Each measure had greater support than opposition, with the most popular being negotiating a treaty (47% support).

45% support enshrining an Indigenous voice to parliament in the constitution. Support was greatest for this measure among Greens voters (67% support), ALP voters (61%) and aged 18-34 (56%). 37% of Liberal/National voters support and 24% oppose.

 

There has been no significant change since this question was last asked in June.

Voting in same sex marriage survey

Nov 6, 2017

Q. Have you voted in the national postal vote on same-sex marriage?

  Total   Vote Labor Vote Lib/Nat Vote Greens Vote other   19 Sep 26 Sep 3 Oct 24 Oct
Yes, I have voted 86%   89% 91% 91% 91%   9% 36% 47% 75%
No, I have not voted 14%   11% 9% 9% 9%          

 

  Total   Men Women Aged 18-34 Aged 35-54 Aged 55+
Yes, I have voted 86%   86% 86% 80% 84% 94%
No, I have not voted 14%   14% 14% 20% 16% 6%

 

86% say they have voted in the same sex marriage survey – up 11% in the past 2 weeks.

94% of those aged 55+ say they have voted compared to 80% of those aged under 35.

Vote in same sex marriage survey

Nov 6, 2017

Q. Did you answer yes or no to the question “Should the law be changed to allow same-sex couples to marry? (Based on those who have voted)
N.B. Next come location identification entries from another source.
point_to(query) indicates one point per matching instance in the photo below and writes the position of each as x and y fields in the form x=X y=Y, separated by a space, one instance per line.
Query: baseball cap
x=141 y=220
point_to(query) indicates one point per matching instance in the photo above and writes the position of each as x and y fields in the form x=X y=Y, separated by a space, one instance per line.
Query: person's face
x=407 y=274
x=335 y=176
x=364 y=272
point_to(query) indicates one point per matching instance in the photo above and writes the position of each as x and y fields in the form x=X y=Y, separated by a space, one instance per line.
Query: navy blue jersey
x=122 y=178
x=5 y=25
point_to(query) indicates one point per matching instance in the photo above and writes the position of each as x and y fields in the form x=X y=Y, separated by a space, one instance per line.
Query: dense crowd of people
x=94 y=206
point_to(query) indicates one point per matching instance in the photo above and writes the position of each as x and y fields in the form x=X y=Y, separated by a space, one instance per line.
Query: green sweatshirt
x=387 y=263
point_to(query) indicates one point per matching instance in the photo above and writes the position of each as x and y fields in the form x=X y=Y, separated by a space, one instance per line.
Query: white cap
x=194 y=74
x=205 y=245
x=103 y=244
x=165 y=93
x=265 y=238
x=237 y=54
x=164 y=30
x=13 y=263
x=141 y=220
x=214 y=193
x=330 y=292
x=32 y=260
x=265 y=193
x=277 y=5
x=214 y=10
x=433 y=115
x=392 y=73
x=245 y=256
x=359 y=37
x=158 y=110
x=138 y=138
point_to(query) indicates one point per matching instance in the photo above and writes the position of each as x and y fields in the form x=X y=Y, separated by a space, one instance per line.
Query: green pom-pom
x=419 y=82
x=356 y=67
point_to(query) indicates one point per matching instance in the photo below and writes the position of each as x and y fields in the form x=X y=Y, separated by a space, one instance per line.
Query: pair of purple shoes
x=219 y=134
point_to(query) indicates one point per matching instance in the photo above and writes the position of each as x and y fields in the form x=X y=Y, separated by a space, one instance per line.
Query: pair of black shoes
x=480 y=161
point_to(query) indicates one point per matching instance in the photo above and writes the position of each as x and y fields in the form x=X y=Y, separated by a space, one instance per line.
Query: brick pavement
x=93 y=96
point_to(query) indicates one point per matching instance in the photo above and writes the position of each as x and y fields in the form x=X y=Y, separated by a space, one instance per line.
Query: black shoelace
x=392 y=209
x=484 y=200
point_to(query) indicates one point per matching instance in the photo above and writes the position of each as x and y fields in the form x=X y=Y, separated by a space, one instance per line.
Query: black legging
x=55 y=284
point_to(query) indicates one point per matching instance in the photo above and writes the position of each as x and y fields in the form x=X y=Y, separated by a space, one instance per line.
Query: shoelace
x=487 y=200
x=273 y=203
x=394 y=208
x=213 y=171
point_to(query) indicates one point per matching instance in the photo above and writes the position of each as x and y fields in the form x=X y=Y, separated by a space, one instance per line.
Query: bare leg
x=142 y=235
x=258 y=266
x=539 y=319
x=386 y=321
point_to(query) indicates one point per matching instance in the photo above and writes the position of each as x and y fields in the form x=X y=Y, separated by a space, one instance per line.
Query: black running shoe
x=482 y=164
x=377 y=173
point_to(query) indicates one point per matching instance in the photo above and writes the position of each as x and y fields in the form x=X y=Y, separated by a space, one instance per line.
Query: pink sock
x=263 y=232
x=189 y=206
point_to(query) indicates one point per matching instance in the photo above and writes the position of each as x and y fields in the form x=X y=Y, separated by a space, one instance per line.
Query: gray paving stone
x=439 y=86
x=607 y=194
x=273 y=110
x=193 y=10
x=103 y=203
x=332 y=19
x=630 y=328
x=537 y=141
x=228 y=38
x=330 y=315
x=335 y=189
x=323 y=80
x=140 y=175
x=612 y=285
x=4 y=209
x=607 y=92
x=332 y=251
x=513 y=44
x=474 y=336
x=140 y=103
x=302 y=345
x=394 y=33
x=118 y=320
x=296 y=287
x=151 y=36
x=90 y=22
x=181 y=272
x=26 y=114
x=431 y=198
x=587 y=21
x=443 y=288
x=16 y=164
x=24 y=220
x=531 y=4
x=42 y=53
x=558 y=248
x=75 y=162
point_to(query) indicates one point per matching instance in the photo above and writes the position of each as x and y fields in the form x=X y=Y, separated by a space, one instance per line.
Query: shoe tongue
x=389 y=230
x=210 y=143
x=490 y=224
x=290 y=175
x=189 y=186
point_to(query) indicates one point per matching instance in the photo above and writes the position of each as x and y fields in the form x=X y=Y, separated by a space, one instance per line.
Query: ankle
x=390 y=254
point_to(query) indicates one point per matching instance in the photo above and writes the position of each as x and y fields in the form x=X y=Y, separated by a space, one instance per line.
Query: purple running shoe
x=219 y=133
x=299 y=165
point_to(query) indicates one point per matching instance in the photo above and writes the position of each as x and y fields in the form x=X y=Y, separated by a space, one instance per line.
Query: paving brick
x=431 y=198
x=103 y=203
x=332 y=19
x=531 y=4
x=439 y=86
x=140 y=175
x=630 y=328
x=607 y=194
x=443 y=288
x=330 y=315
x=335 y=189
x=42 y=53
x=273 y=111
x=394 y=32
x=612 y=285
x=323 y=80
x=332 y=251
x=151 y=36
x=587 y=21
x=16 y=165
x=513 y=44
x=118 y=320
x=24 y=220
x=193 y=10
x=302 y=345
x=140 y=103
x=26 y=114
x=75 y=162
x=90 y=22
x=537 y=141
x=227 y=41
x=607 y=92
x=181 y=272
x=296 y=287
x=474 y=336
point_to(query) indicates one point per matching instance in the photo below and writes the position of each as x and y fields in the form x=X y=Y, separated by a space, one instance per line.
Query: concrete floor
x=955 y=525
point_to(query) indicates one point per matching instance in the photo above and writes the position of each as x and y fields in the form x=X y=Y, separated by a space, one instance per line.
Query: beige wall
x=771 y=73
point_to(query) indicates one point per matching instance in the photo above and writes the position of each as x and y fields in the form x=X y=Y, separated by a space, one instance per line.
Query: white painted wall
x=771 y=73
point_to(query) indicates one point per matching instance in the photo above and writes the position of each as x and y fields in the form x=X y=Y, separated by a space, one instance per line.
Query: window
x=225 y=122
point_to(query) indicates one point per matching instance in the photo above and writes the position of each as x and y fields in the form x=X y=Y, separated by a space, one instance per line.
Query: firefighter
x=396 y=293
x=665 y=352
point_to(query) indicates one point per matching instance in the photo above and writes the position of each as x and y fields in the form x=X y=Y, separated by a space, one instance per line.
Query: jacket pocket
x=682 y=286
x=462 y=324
  Total   Vote Labor Vote Lib/Nat Vote Greens Vote other   3 Oct 24 Oct
Yes 64%   79% 54% 92% 44%   64% 60%
No 31%   16% 43% 4% 51%   30% 34%
Don’t know/Prefer not to say 5%   5% 3% 4% 5%   6% 5%

 

  Total   Men Women Aged 18-34 Aged 35-54 Aged 55+
Yes 64%   58% 69% 77% 64% 50%
No 31%   27% 25% 17% 30% 46%
Don’t know/Prefer not to say 5%   5% 6% 6% 6% 4%

Of those who have voted, 64% say they voted yes (up 4% from 2 weeks ago) and 31% no (down 3%). 5% did not give an answer.

Those most likely to have voted yes are Greens voters (92%), Labor voters (79%), aged 18-34 (77%) and women (69%).